Facebook Twitter Google+ RSS RSS
Show/Hide

  1. Home
  2. Polhukam
  3. Mahasiswa tolak kebangkitan otoritarianisme Indonesia di Uncen
  • Jumat, 09 Maret 2018 — 19:49
  • 1658x views

Mahasiswa tolak kebangkitan otoritarianisme Indonesia di Uncen

Mereka seakan takut suara mahasiswa hari ini, terus mendukung isu Papua yang sedang berkembang di luar negeri. 
Mahasiswa Uncen memalang gapura utama kampus mereka, pada Kamis (9/3/2018). Pemalangan ini berlangsung hingga senin, pekan depan - Jubi/Mawel.
Benny Mawel
Editor : Edho Sinaga

PERHATIAN!!!

Penggunaan sebagian atau seluruh materi dalam portal berita ini tanpa seijin redaksi tabloidjubi.com akan dilaporkan kepada pihak berwenang sebagai tindakan pelanggaran terhadap Undang-Undang Nomor 28 Tahun 2014 Tentang HAK CIPTA dan/atau UU RI Nomor 19 Tahun 2016 atas perubahan UU RI Nomor 11 Tahun 2008 tentang Informasi dan Transaksi Elektronik (ITE)

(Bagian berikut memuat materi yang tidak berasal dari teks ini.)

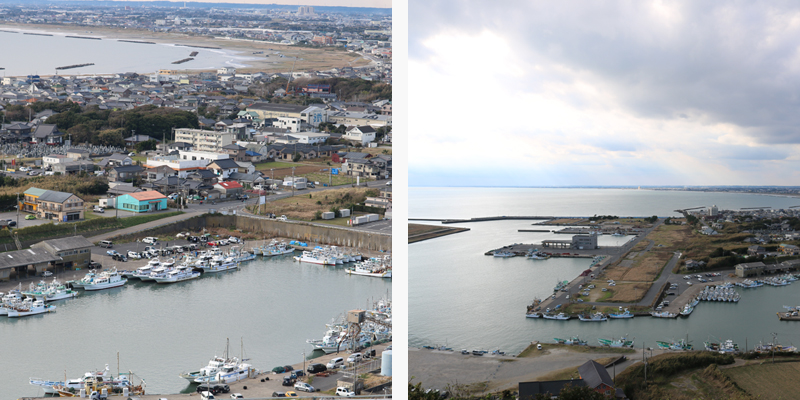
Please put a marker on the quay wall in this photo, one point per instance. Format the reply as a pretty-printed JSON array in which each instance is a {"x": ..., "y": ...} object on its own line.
[{"x": 330, "y": 235}]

Papua No. 1 News Portal | Jubi ,

Jayapura, Jubi - Ratusan mahasiswa Universitas Cenderawasih behamburan ke badan jalan, Kamis (8/3/2018) siang itu. Ada yang lari ke kampus di Abepura. Bahkan melakukan penutupan pintu gapura, dan mengusir mahasiswa lainnya yang sedang berkuliah.

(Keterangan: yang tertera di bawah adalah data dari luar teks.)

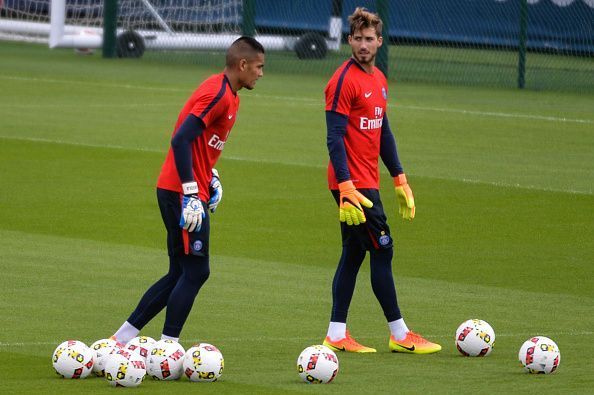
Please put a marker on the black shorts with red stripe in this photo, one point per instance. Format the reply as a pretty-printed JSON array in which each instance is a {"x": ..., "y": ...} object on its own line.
[
  {"x": 180, "y": 241},
  {"x": 374, "y": 234}
]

Melihat kejadian ini, mahasiswa lain pun ikut meninggalkan kampus. Tentu saja, arus lalu lintas sempat macet akibat mahasiswa menuju ke jalan utama, di bilangan Abe-Sentani. 

Demonstran yang ada di kampus utama, perumnas III Waena, menggeser batu, ranting kayu hingga potongan batang  kayu ke badan jalan depan gapura utama. Mereka bergerak dan memalang gapura utama Universitas Cendrawasih Jayapura.

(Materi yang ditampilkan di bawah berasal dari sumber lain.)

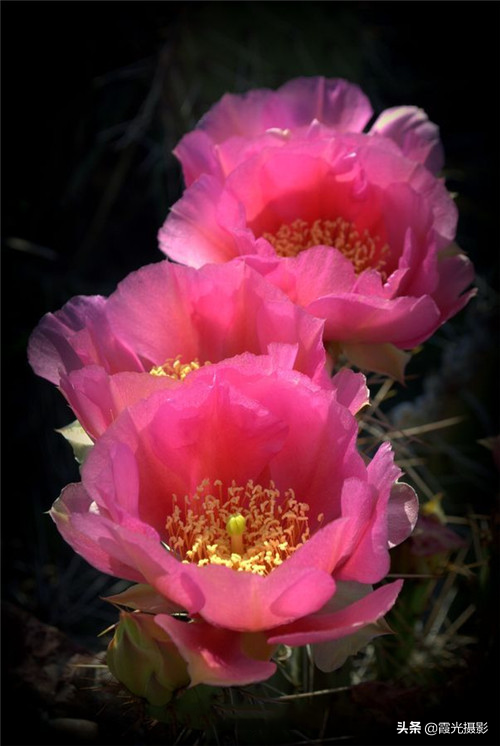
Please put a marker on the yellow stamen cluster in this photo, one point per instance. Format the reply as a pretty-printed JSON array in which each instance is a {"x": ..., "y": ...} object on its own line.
[
  {"x": 363, "y": 250},
  {"x": 249, "y": 529},
  {"x": 174, "y": 368}
]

Mahasiswa sangat marah atas tindakan Rektor Uncen, Apolo Safanpo yang dianggap tidak koordinatif melakukan penandatanganan perjanjian kerja sama dengan pihak  Polda Papua.

Kegeraman ini memiliki muasal. Mahasiswa tidak sepakat isi perjanjian itu, jika anggota Polisi bisa mengenyam pendidikan di fakultas hukum, serta mahasiswa fakultas hukum bisa magang di lembaga Kepolisian. 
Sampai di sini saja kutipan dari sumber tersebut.